The hardships most often described are emotional ones. “The people who took my father
in spoke what we call the Plautdietsch,” Francis Schippers recounts in the film, “and
they had to have his brother interpret for him.” The new brother took advantage of the
language barrier to shovel all the chores onto the adopted child, who was acutely aware of not
fitting in. The pale Irish redhead was teased for being “one of those.”
Other stories tell of siblings separated, or the heartache of guessing one’s origins.
As often, though, the riders, the youngest of whom are today around eighty years old, speak
with gratitude toward their foster families. Irma Craig Schneiders, who rode the train to Osage
City, Missouri, in 1901, wrote of a family that “loved me and reared me just like I was
their own child. From them I learned the rules of good behavior, the miracle of the sanctity of
life, and love for a Creator and the marvels of the world.”

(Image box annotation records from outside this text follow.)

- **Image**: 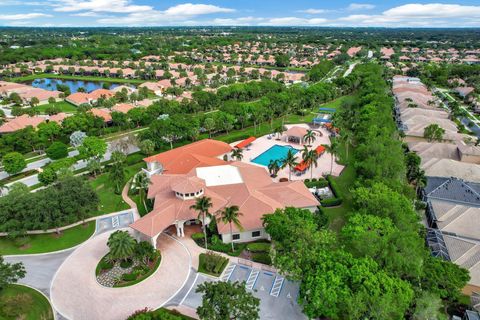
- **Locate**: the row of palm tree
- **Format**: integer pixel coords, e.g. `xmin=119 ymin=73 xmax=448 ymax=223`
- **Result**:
xmin=190 ymin=196 xmax=243 ymax=252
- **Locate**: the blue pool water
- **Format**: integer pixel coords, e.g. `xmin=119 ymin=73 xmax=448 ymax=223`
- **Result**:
xmin=30 ymin=78 xmax=132 ymax=93
xmin=252 ymin=144 xmax=298 ymax=166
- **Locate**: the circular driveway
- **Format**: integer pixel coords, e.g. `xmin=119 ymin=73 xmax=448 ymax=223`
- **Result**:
xmin=50 ymin=232 xmax=191 ymax=320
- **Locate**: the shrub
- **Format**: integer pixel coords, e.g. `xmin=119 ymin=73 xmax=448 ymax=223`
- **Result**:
xmin=122 ymin=272 xmax=138 ymax=281
xmin=247 ymin=242 xmax=271 ymax=252
xmin=252 ymin=253 xmax=272 ymax=265
xmin=45 ymin=141 xmax=68 ymax=160
xmin=120 ymin=259 xmax=133 ymax=269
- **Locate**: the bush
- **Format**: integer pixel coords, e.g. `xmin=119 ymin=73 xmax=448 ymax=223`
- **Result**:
xmin=247 ymin=242 xmax=271 ymax=252
xmin=45 ymin=141 xmax=68 ymax=160
xmin=320 ymin=198 xmax=343 ymax=207
xmin=252 ymin=253 xmax=272 ymax=265
xmin=120 ymin=259 xmax=133 ymax=269
xmin=192 ymin=232 xmax=205 ymax=242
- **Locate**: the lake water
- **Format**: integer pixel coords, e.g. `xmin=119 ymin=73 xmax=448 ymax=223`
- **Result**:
xmin=29 ymin=78 xmax=134 ymax=93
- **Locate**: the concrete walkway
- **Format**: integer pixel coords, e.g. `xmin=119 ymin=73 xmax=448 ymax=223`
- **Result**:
xmin=51 ymin=233 xmax=192 ymax=320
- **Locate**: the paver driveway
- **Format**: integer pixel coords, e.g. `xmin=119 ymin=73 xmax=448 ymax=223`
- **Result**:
xmin=51 ymin=232 xmax=191 ymax=320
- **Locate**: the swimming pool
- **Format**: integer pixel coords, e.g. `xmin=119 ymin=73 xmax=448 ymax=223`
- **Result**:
xmin=251 ymin=144 xmax=298 ymax=167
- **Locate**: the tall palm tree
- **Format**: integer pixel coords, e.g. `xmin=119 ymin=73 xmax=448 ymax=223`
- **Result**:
xmin=107 ymin=230 xmax=136 ymax=260
xmin=190 ymin=196 xmax=213 ymax=249
xmin=322 ymin=140 xmax=338 ymax=175
xmin=302 ymin=146 xmax=318 ymax=179
xmin=218 ymin=206 xmax=243 ymax=252
xmin=303 ymin=130 xmax=317 ymax=145
xmin=132 ymin=171 xmax=152 ymax=211
xmin=282 ymin=149 xmax=298 ymax=180
xmin=231 ymin=148 xmax=243 ymax=161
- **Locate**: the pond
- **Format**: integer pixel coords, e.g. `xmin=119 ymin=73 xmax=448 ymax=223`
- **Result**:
xmin=29 ymin=78 xmax=135 ymax=93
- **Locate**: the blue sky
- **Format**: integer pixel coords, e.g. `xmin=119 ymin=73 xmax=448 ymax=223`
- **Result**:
xmin=0 ymin=0 xmax=480 ymax=27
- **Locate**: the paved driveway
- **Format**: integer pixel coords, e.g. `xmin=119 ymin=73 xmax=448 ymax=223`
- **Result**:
xmin=51 ymin=232 xmax=191 ymax=320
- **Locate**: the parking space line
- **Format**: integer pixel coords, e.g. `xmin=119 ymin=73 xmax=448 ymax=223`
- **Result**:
xmin=220 ymin=264 xmax=237 ymax=281
xmin=270 ymin=276 xmax=285 ymax=298
xmin=245 ymin=269 xmax=260 ymax=290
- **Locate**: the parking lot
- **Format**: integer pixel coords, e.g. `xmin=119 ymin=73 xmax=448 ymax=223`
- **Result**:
xmin=182 ymin=263 xmax=306 ymax=320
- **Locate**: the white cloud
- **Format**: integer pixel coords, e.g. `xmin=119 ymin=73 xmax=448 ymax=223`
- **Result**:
xmin=335 ymin=3 xmax=480 ymax=27
xmin=0 ymin=13 xmax=52 ymax=21
xmin=347 ymin=3 xmax=375 ymax=11
xmin=98 ymin=3 xmax=235 ymax=26
xmin=260 ymin=17 xmax=328 ymax=26
xmin=297 ymin=9 xmax=328 ymax=14
xmin=54 ymin=0 xmax=153 ymax=13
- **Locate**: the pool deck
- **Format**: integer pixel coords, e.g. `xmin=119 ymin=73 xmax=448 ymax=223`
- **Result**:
xmin=230 ymin=124 xmax=344 ymax=181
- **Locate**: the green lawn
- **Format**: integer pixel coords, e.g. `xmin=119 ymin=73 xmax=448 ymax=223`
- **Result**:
xmin=0 ymin=284 xmax=54 ymax=320
xmin=90 ymin=161 xmax=145 ymax=216
xmin=323 ymin=135 xmax=356 ymax=232
xmin=0 ymin=221 xmax=95 ymax=255
xmin=10 ymin=73 xmax=146 ymax=84
xmin=35 ymin=101 xmax=77 ymax=113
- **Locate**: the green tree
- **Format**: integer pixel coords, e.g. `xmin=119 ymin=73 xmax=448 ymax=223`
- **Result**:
xmin=423 ymin=123 xmax=445 ymax=142
xmin=303 ymin=130 xmax=317 ymax=145
xmin=190 ymin=196 xmax=213 ymax=249
xmin=107 ymin=230 xmax=136 ymax=260
xmin=322 ymin=140 xmax=338 ymax=175
xmin=217 ymin=206 xmax=243 ymax=252
xmin=109 ymin=151 xmax=127 ymax=194
xmin=132 ymin=171 xmax=152 ymax=212
xmin=282 ymin=149 xmax=298 ymax=180
xmin=302 ymin=146 xmax=318 ymax=179
xmin=0 ymin=255 xmax=26 ymax=292
xmin=196 ymin=281 xmax=260 ymax=320
xmin=78 ymin=137 xmax=107 ymax=160
xmin=2 ymin=152 xmax=27 ymax=175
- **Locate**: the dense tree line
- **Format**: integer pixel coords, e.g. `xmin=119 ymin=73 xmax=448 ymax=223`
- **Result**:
xmin=264 ymin=64 xmax=469 ymax=319
xmin=0 ymin=176 xmax=99 ymax=233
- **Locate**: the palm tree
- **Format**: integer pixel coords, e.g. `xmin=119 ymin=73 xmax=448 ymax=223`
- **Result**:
xmin=282 ymin=149 xmax=298 ymax=180
xmin=107 ymin=230 xmax=136 ymax=260
xmin=231 ymin=148 xmax=243 ymax=161
xmin=218 ymin=206 xmax=243 ymax=252
xmin=268 ymin=160 xmax=280 ymax=178
xmin=190 ymin=196 xmax=213 ymax=249
xmin=132 ymin=171 xmax=152 ymax=211
xmin=303 ymin=130 xmax=317 ymax=145
xmin=322 ymin=140 xmax=338 ymax=175
xmin=302 ymin=146 xmax=318 ymax=179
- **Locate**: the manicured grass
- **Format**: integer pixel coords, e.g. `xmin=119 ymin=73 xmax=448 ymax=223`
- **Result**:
xmin=114 ymin=252 xmax=162 ymax=288
xmin=0 ymin=221 xmax=95 ymax=255
xmin=35 ymin=101 xmax=77 ymax=113
xmin=0 ymin=284 xmax=54 ymax=320
xmin=90 ymin=160 xmax=145 ymax=216
xmin=322 ymin=135 xmax=356 ymax=232
xmin=10 ymin=73 xmax=146 ymax=84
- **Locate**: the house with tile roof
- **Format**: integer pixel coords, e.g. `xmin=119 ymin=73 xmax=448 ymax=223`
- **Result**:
xmin=131 ymin=139 xmax=319 ymax=243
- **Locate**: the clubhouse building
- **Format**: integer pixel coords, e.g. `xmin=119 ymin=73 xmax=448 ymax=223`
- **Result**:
xmin=131 ymin=139 xmax=319 ymax=244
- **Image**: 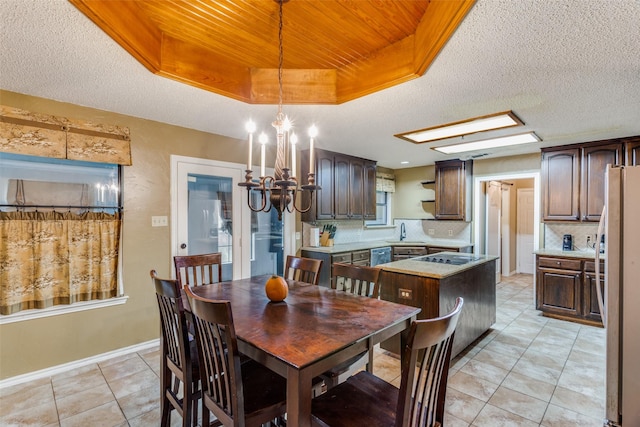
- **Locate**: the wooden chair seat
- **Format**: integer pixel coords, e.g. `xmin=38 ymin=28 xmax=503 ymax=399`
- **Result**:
xmin=185 ymin=287 xmax=287 ymax=427
xmin=311 ymin=298 xmax=463 ymax=427
xmin=321 ymin=262 xmax=380 ymax=389
xmin=150 ymin=270 xmax=201 ymax=427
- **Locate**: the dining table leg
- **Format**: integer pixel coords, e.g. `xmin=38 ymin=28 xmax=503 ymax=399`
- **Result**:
xmin=287 ymin=367 xmax=312 ymax=427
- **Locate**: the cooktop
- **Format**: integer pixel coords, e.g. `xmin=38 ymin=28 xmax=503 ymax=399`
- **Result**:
xmin=413 ymin=254 xmax=480 ymax=265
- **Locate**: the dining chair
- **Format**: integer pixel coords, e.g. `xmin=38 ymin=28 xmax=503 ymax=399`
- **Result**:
xmin=150 ymin=270 xmax=201 ymax=427
xmin=321 ymin=262 xmax=380 ymax=389
xmin=311 ymin=298 xmax=463 ymax=427
xmin=284 ymin=255 xmax=322 ymax=285
xmin=173 ymin=252 xmax=222 ymax=287
xmin=185 ymin=287 xmax=287 ymax=427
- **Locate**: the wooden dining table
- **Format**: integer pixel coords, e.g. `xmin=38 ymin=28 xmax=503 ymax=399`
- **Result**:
xmin=192 ymin=276 xmax=420 ymax=427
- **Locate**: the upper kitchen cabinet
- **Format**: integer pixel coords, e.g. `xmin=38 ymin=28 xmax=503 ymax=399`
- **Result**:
xmin=541 ymin=148 xmax=580 ymax=221
xmin=301 ymin=150 xmax=376 ymax=222
xmin=541 ymin=137 xmax=640 ymax=222
xmin=362 ymin=161 xmax=377 ymax=221
xmin=625 ymin=136 xmax=640 ymax=166
xmin=580 ymin=142 xmax=624 ymax=221
xmin=435 ymin=159 xmax=473 ymax=221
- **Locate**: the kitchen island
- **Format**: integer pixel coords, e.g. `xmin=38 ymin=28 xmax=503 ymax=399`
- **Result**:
xmin=377 ymin=252 xmax=497 ymax=357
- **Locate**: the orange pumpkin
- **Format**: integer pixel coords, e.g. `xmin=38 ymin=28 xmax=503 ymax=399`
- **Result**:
xmin=264 ymin=274 xmax=289 ymax=302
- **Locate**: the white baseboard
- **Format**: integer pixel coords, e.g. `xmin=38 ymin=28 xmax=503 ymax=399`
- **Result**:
xmin=0 ymin=338 xmax=160 ymax=389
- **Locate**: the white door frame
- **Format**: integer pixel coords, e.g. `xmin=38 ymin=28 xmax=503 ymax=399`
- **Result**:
xmin=171 ymin=155 xmax=295 ymax=279
xmin=516 ymin=188 xmax=536 ymax=273
xmin=472 ymin=171 xmax=540 ymax=295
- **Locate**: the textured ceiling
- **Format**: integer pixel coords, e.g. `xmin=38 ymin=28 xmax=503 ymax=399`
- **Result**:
xmin=0 ymin=0 xmax=640 ymax=169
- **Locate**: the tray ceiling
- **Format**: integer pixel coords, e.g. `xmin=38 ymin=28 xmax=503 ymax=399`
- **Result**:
xmin=71 ymin=0 xmax=474 ymax=104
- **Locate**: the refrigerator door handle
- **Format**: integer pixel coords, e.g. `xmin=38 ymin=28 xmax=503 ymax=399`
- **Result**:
xmin=595 ymin=204 xmax=607 ymax=328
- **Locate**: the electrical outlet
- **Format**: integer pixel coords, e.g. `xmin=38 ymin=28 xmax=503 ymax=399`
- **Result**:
xmin=398 ymin=288 xmax=413 ymax=299
xmin=151 ymin=216 xmax=169 ymax=227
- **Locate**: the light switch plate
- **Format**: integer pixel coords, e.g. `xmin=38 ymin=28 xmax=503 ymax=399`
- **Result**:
xmin=151 ymin=216 xmax=169 ymax=227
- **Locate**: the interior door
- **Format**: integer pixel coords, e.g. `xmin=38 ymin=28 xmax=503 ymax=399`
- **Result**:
xmin=516 ymin=188 xmax=535 ymax=274
xmin=485 ymin=181 xmax=502 ymax=282
xmin=171 ymin=156 xmax=288 ymax=280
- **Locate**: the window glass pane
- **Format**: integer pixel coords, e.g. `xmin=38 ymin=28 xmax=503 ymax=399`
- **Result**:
xmin=0 ymin=153 xmax=121 ymax=210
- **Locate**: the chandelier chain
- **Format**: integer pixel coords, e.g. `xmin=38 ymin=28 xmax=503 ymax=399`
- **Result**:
xmin=278 ymin=0 xmax=284 ymax=112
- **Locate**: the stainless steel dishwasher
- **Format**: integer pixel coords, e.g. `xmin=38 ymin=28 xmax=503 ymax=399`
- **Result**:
xmin=371 ymin=246 xmax=391 ymax=267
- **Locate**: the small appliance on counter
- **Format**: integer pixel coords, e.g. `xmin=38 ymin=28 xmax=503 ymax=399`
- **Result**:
xmin=309 ymin=227 xmax=320 ymax=248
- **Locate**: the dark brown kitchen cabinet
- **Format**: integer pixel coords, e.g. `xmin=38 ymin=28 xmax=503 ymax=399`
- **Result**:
xmin=301 ymin=150 xmax=376 ymax=222
xmin=582 ymin=261 xmax=604 ymax=323
xmin=541 ymin=148 xmax=580 ymax=221
xmin=580 ymin=143 xmax=624 ymax=221
xmin=300 ymin=249 xmax=371 ymax=287
xmin=625 ymin=136 xmax=640 ymax=166
xmin=536 ymin=257 xmax=582 ymax=318
xmin=362 ymin=160 xmax=376 ymax=220
xmin=333 ymin=154 xmax=364 ymax=219
xmin=541 ymin=136 xmax=640 ymax=222
xmin=435 ymin=159 xmax=473 ymax=221
xmin=536 ymin=255 xmax=604 ymax=326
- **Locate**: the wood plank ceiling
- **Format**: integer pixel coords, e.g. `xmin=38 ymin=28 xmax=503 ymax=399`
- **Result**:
xmin=70 ymin=0 xmax=475 ymax=104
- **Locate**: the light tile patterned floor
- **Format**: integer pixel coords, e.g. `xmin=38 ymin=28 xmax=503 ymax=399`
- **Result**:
xmin=0 ymin=275 xmax=604 ymax=427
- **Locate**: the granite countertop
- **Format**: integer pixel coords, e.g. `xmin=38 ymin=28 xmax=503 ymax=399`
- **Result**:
xmin=376 ymin=252 xmax=498 ymax=279
xmin=533 ymin=249 xmax=605 ymax=260
xmin=300 ymin=239 xmax=472 ymax=254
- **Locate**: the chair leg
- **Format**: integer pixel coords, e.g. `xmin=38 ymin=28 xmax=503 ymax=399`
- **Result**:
xmin=160 ymin=359 xmax=173 ymax=427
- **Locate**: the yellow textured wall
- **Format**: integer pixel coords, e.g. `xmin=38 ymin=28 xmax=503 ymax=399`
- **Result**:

Linda McCaffery, a professor at Barton County Community College in Kansas interviewed for
Placing Out, described a range of experiences as diverse as the quarter million orphans
who rode the trains. “Many were used as strictly slave farm labor, but there are stories,
wonderful stories of children ending up in fine families that loved them, cherished them, [and]
educated them.”
“Here’s the real nugget of what happened,” said Lowrey. “They were so
much better off than if they had been left on the streets of New York. . . . They were just not
going to survive, or if they had, their fate would surely have been awful.”